Seanad debates

Wednesday, 16 April 2014

End-of-Life Care and Bereavement: Motion

 

2:45 pm

Photo of John CrownJohn Crown (Independent) | Oireachtas source

I do not normally do this, but I will read a brief article which was written a few years ago by Dr. Ken Murray, an American general practitioner. I found it extraordinarily informative and moving. It is one everybody looking at changing policy on end-of-life care should read. He wrote:

It's not a frequent topic of discussion, but doctors die, too. And they don't die like the rest of us. What's unusual about them is not how much treatment they get compared to most Americans, but how little. For all the time they spend fending off the deaths of others, they tend to be fairly serene when faced with death themselves. They know exactly what is going to happen, they know the choices, and they generally have access to any sort of medical care they could want. But they go gently.
Of course, doctors don't want to die; they want to live. But they know enough about modern medicine to know its limits. And they know enough about death to know what all people fear most: dying in pain, and dying alone. They've talked about this with their families. They want to be sure, when the time comes, that no heroic measures will happen - that they will never experience, during their last moments on earth, someone breaking their ribs in an attempt to resuscitate them with CPR [cardio pulmonary resuscitation] (that's what happens if CPR is done right).
Almost all medical professionals have seen what we call "futile care" being performed on people. That's when doctors bring the cutting edge of technology to bear on a grievously ill person near the end of life. The patient will get cut open, perforated with tubes, hooked up to machines, and assaulted with drugs. All of this occurs in the Intensive Care Unit at a cost of tens of thousands of dollars a day. What it buys is misery we would not inflict on a terrorist. I cannot count the number of times fellow physicians have told me, in words that vary only slightly, "Promise me if you find me like this that you'll kill me." They mean it. Some medical personnel wear medallions stamped "NO CODE" to tell physicians not to perform CPR on them. I have even seen it as a tattoo.
To administer medical care that makes people suffer is anguishing. Physicians are trained to gather information without revealing any of their own feelings, but in private, among fellow doctors, they'll vent. "How can anyone do that to their family members?" they'll ask. I suspect it's one reason physicians have higher rates of ... depression than professionals in most other fields.
We have a colossal job to enable rational humane end-of-life care to become the culture, not only among the caring professions, medicine and nursing, but also in society at large. This is an appropriate co-operative collegial gathering and I do not mean to pick holes in the arguments of others because everybody is singing from the same hymn sheet, but one should be a little careful in talking about over-medicalising because throughout history and contemporary current affairs there are examples of medically unassisted dying processes which can be miserable, uncomfortable and painful and characterised by great anguish. In general, what we want is not to overly and inappropriately medicalise death, but the presence of skilled health professionals, doctors and nurses, is something for which I myself would wish when I am at the end of my life.
There are unbelievable imperatives to get this right such as the inevitability of death. This is a health service which we will have to provide for every person. It is uniquely a health service in which we are guaranteed not to receive consumer feedback.

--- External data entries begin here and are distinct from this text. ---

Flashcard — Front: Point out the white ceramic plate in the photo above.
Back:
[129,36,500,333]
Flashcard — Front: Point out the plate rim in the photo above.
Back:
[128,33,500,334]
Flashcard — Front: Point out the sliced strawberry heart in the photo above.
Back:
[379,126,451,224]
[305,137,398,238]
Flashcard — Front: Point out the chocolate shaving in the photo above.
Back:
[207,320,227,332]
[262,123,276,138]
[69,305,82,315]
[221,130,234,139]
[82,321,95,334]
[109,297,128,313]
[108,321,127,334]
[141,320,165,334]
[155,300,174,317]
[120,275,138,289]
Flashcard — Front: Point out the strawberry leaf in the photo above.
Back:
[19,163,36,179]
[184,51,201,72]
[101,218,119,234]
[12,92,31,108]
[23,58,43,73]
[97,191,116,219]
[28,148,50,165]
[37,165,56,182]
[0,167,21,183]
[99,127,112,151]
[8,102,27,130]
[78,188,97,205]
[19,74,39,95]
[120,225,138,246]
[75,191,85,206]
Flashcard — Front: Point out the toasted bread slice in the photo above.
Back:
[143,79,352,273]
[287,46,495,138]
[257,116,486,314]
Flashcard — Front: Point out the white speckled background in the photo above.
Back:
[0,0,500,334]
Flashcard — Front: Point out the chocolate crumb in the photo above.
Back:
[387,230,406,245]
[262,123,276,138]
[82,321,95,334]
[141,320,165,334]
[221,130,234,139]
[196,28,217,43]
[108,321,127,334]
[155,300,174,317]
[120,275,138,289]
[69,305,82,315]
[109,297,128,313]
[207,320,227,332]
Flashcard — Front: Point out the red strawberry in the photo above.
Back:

We must ensure we do it right on behalf of the people who cannot tell us if we are doing it wrong. For all of these reasons, we need to undertake a job of education in medical schools about futile care, which to be honest is happening. We also need to undertake a significant job of education with society at large that it is not humane to insist on doctors doing that final test or extra investigation, or putting the patient through that treatment; that if somebody puts his or her hand on a relative's shoulder and says their loved one should not go to the intensive care unit, it is not because he or she is trying to save money for the health service but because it is bad medicine, not something one would want to have done under the circumstances.
In attempting to get this right and prevent over-medicalisation, there is something else we really must do. We have to prevent the over-legalisation of medical care because the tendency to practise defensive medicine does not end when a person's prognosis is for short survival. At that time, more than ever, doctors can be nervous that in the heightened emotive environment of end-of-life care, if they do something which the family does not either necessarily agree with or fully support, they may face consequences. This can sometimes be a powerful motivation for doctors to do what they would not want to be done to themselves.
I commend the motion, the process involved and the hearings of the Joint Committee on Health and Children. This is a critically important part of the provision of health care.

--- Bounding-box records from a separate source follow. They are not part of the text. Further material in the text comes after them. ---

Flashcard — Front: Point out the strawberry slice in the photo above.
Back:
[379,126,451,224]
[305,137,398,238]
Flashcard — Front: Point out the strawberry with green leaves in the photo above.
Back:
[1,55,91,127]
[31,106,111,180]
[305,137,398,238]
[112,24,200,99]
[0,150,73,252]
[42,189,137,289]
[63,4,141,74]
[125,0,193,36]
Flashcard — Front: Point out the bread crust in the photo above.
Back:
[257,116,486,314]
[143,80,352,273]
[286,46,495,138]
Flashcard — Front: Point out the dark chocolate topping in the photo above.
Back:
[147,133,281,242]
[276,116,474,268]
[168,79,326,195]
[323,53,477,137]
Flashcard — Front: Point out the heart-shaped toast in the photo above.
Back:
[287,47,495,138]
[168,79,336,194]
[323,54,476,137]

I will make one practical observation. Not only is it right from a humane and social point of view to do this medically, it also makes sense in terms of health service resources. I am not saying we should economise in caring for the dying but doing it wrong is not only wrong but also more expensive. I am not saying people do not deserve to have these resources provided when their prognosis is that their life expectancy is short; they do not lose their rights when their life expectancy is short, but we are putting them through things that are bad for them.